"So we began to shoot and knocked over a lot of them, but Quick got that arrow through his shoulder. Three times they came on like that, and three times we drove them back. At last our cartridges ran low, and we only had our revolvers left, which we emptied into them. They hung a moment, but moved forward again, and all seemed up.
"Then Quick went mad. He snatched the sword of a dead Abati and ran at them roaring like a bull. They hacked and cut at him, but the end of it was that he drove them right out of the passage, while I followed, firing past him.
"Well, those who were left of the blackguards bolted, and when they had gone the Sergeant tumbled down. The women and I carried him back here, but he never said another word, and at last you turned up. Now he's gone, God rest him, for if ever there was a hero in this world he was christened Samuel Quick!" and, turning aside, the Professor pushed up the blue spectacles he always wore on to his forehead, and wiped his eyes with the back of his hand.
With grief more bitter than I can describe we lifted up the body of the gallant Quick and, bearing it into Maqueda's private apartment, placed it on her own bed, for she insisted that the man who had died to protect her should be laid nowhere else. It was strange to see the grim old soldier, whose face, now that I had washed his wounds, looked calm and even beautiful, laid out to sleep his last sleep upon the couch of the Child of Kings. That bed, I remember, was a rich and splendid thing, made of some black wood inlaid with scrolls of gold, and having hung about it curtains of white net embroidered with golden stars, such as Maqueda wore upon her official veil.
There upon the scented pillows and silken coverlet we set our burden down, the work-worn hands clasped upon the breast in an attitude of prayer, and one by one bid our farewell to this faithful and upright man, whose face, as it chanced, we were never to see again, except in the glass of memory. Well, he had died as he had lived and would have wished to die--doing his duty and in war. And so we left him. Peace be to his honoured spirit!
In the blood-stained ante-room, while I dressed and stitched up the Professor's wounds, a sword-cut on the head, an arrow-graze along the face, and a spear-prick in the thigh, none of them happily at all deep or dangerous, we held a brief council.

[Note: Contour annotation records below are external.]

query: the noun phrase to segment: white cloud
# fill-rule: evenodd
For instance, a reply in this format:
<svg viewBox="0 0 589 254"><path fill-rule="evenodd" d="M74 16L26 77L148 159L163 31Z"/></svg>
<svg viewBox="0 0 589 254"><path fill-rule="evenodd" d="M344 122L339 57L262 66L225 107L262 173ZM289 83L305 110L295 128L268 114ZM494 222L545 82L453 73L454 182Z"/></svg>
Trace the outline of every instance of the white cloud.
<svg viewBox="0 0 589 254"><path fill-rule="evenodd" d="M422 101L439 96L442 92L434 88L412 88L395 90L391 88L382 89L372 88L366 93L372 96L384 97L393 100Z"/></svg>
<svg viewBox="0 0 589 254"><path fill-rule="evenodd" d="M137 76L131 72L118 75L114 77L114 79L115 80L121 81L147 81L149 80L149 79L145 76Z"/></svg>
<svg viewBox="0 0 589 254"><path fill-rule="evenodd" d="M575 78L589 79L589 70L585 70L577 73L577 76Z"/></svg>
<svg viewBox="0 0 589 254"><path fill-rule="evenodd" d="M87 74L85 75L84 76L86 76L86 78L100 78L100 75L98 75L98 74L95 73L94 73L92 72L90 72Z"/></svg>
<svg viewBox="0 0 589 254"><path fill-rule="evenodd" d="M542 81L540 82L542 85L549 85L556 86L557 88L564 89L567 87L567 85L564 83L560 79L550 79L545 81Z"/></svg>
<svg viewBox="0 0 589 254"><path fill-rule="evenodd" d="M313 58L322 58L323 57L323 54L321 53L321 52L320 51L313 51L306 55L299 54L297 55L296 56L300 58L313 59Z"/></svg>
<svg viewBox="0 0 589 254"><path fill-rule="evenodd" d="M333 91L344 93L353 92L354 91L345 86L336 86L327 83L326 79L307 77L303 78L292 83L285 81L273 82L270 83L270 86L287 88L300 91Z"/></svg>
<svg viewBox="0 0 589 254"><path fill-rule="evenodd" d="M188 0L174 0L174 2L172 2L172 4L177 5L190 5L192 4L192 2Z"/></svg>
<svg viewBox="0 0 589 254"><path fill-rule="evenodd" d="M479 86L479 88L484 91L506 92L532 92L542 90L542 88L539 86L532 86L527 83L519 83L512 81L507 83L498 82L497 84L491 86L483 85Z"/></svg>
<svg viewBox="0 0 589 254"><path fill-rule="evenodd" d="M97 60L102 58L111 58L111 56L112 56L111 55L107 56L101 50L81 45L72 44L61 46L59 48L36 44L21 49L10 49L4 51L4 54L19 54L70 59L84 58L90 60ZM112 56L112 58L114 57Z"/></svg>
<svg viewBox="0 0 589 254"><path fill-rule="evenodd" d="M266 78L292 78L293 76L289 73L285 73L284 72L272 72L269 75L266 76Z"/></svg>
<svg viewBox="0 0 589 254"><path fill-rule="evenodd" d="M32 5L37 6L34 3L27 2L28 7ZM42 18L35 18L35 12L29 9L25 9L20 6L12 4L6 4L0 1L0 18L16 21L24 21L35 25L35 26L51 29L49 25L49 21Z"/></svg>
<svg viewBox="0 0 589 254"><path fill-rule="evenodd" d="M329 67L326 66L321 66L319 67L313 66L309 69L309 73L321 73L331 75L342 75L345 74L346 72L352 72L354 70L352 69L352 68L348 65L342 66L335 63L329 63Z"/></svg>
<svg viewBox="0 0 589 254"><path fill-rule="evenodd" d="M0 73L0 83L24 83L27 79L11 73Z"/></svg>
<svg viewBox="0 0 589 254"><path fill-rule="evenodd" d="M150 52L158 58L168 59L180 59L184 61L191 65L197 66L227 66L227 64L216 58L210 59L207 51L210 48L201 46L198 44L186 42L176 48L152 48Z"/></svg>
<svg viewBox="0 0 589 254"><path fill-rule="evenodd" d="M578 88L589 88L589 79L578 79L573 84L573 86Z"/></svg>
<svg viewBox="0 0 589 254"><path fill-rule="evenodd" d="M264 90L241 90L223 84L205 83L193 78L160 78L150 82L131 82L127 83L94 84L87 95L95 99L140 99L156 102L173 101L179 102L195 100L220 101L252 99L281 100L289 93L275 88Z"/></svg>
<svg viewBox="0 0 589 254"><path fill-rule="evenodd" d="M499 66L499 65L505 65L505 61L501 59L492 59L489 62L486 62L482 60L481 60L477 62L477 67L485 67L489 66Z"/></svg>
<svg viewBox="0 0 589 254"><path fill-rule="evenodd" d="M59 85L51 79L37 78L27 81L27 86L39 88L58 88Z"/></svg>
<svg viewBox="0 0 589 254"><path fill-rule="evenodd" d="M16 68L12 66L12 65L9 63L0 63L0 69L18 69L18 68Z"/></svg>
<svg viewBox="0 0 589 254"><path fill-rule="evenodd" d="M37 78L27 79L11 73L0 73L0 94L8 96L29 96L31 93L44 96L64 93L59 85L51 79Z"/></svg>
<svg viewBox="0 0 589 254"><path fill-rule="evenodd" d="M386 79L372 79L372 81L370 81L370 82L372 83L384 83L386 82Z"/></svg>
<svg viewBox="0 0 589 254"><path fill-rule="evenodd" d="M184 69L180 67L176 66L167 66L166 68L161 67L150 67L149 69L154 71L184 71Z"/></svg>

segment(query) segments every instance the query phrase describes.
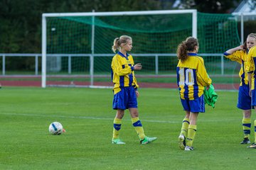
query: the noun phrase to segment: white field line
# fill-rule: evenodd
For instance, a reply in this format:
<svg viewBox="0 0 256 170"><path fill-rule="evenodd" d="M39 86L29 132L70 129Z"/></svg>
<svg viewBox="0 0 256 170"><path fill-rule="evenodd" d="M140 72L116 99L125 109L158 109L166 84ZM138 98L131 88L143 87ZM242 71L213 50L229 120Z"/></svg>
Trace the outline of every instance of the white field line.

"Friends," said Maqueda, who was leaning on her lover's arm, "it is not safe that we should stop here. My uncle's plot has failed for the moment, but it was only a small and secret thing. I think that soon he will return again with a thousand at his back, and then----"

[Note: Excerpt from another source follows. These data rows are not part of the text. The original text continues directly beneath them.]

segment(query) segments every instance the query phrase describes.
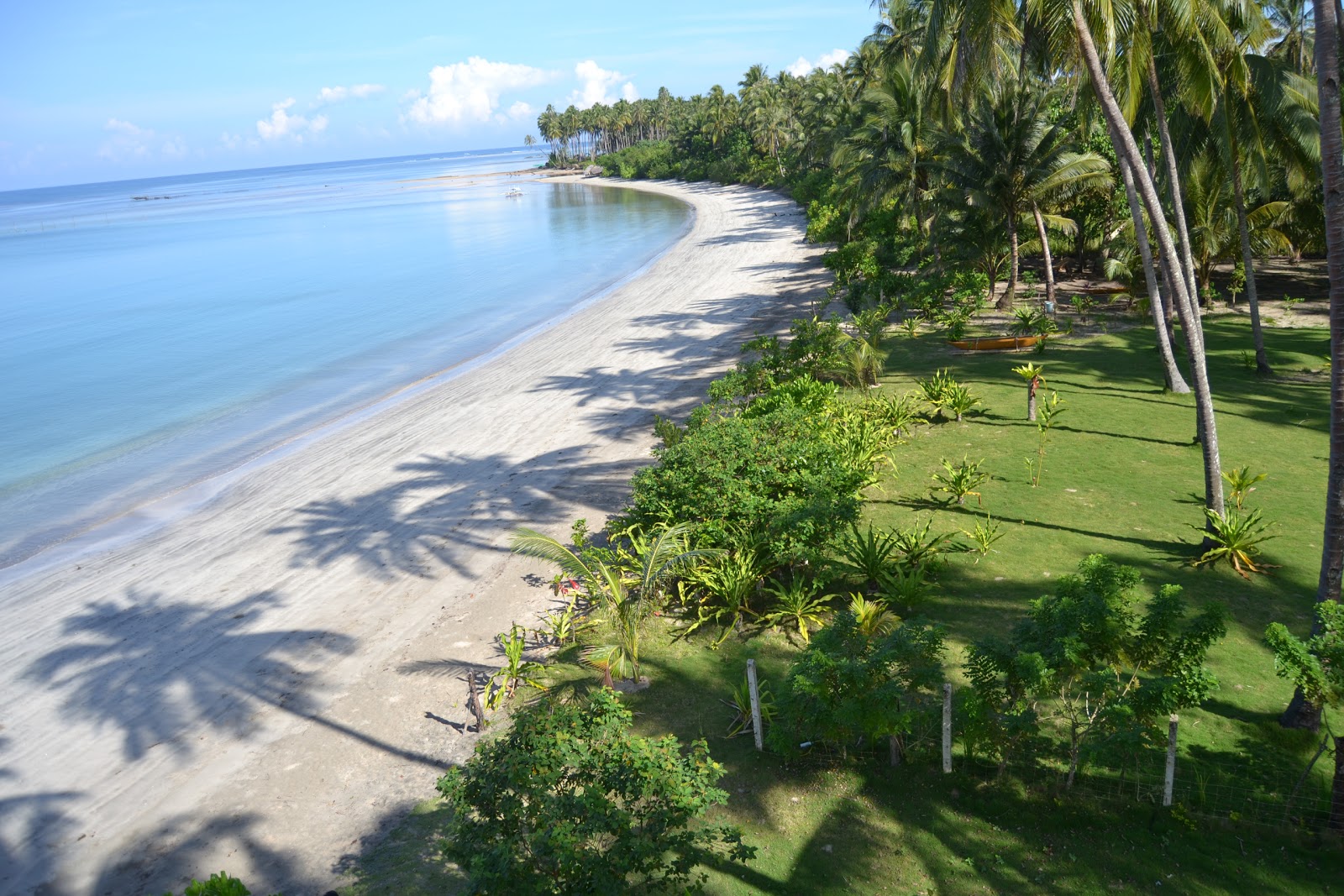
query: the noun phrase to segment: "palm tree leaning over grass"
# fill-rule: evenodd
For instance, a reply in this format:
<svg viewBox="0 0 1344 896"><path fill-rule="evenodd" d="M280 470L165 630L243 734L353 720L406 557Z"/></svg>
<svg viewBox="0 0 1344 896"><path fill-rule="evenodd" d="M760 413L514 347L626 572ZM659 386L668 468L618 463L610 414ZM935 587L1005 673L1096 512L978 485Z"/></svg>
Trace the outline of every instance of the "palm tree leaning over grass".
<svg viewBox="0 0 1344 896"><path fill-rule="evenodd" d="M1062 8L1063 4L1060 3L1047 3L1044 5L1055 13L1064 13L1064 9ZM1224 510L1223 474L1222 463L1218 457L1218 427L1214 420L1214 396L1208 386L1208 369L1204 360L1204 340L1199 322L1199 308L1195 305L1195 298L1191 296L1188 289L1189 283L1181 274L1179 265L1172 263L1172 259L1179 258L1179 254L1176 251L1176 244L1172 240L1171 230L1167 227L1165 211L1163 210L1161 200L1157 197L1157 188L1153 184L1153 179L1148 175L1148 168L1144 165L1142 156L1138 152L1138 144L1134 141L1134 134L1130 132L1129 124L1125 121L1125 116L1121 111L1120 105L1116 102L1116 94L1110 87L1110 81L1107 79L1106 69L1102 64L1101 54L1097 50L1097 43L1093 40L1091 26L1087 21L1087 13L1083 9L1082 0L1068 0L1067 15L1073 35L1078 42L1079 55L1082 56L1083 64L1087 69L1089 79L1093 85L1093 93L1095 94L1097 102L1101 105L1102 113L1106 118L1106 126L1110 130L1111 142L1116 146L1116 154L1122 157L1124 161L1129 164L1134 176L1136 191L1144 203L1144 210L1148 212L1149 222L1152 222L1153 235L1157 236L1157 250L1161 258L1163 274L1167 281L1168 290L1172 293L1172 305L1180 316L1181 329L1185 333L1185 351L1189 355L1191 376L1195 380L1195 406L1198 410L1199 442L1200 450L1204 455L1204 508L1222 514ZM1059 34L1063 21L1056 21L1055 24L1055 32ZM1114 34L1113 23L1109 34ZM1206 548L1207 547L1210 545L1206 545Z"/></svg>
<svg viewBox="0 0 1344 896"><path fill-rule="evenodd" d="M993 210L1008 234L1008 286L999 300L1011 309L1020 269L1017 226L1023 218L1048 218L1040 206L1070 189L1110 181L1110 167L1091 152L1074 152L1070 133L1050 124L1050 91L1030 82L1009 82L981 95L965 134L945 146L942 169L966 204ZM1044 220L1043 220L1044 223ZM1043 230L1043 227L1042 227Z"/></svg>
<svg viewBox="0 0 1344 896"><path fill-rule="evenodd" d="M685 523L659 529L650 536L636 533L630 539L633 562L617 564L606 560L586 562L570 547L532 529L513 533L512 551L539 560L548 560L564 575L581 579L589 599L607 617L612 639L590 646L585 660L603 670L610 684L614 674L626 669L632 681L640 680L640 635L656 606L659 592L677 572L698 559L716 556L720 551L687 548L692 527Z"/></svg>
<svg viewBox="0 0 1344 896"><path fill-rule="evenodd" d="M1316 85L1321 109L1321 188L1325 192L1325 246L1331 278L1331 455L1325 482L1325 533L1316 602L1340 599L1344 578L1344 136L1340 134L1340 35L1333 3L1312 4L1316 23ZM1321 634L1316 615L1312 634ZM1281 724L1317 729L1321 708L1298 688Z"/></svg>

"What is in your mind?" asked Oliver. "To fly from Mur?"
"How can we fly," she answered, "when the pass is guarded by Joshua's men, and the Fung wait for us without? The Abati hate you, my friends, and now that you have done your work I think that they will kill you if they can, whom they bore with only till it was done. Alas! alas! that I should have brought you to this false and ungrateful country," and she began to weep, while we stared at each other, helpless.
Then Japhet, who all this while had been crouched on the floor, rocking himself too and fro and mourning in his Eastern fashion for Quick, whom he had loved, rose, and, coming to the Child of Kings, prostrated himself before her.
"O Walda Nagasta," he said, "hear the words of your servant. Only three miles away, near to the mouth of the pass, are encamped five hundred men of my own people, the Mountaineers, who hate Prince Joshua and his following. Fly to them, O Walda Nagasta, for they will cleave to you and listen to me whom you have made a chief among them.
Afterwards you can act as may seem wisest."
Maqueda looked at Oliver questioningly.
"I think that is good advice," he said. "At any rate, we can't be worse off among the Mountaineers than we are in this undefended place.
Tell your women to bring cloaks that we can throw over our heads, and let us go."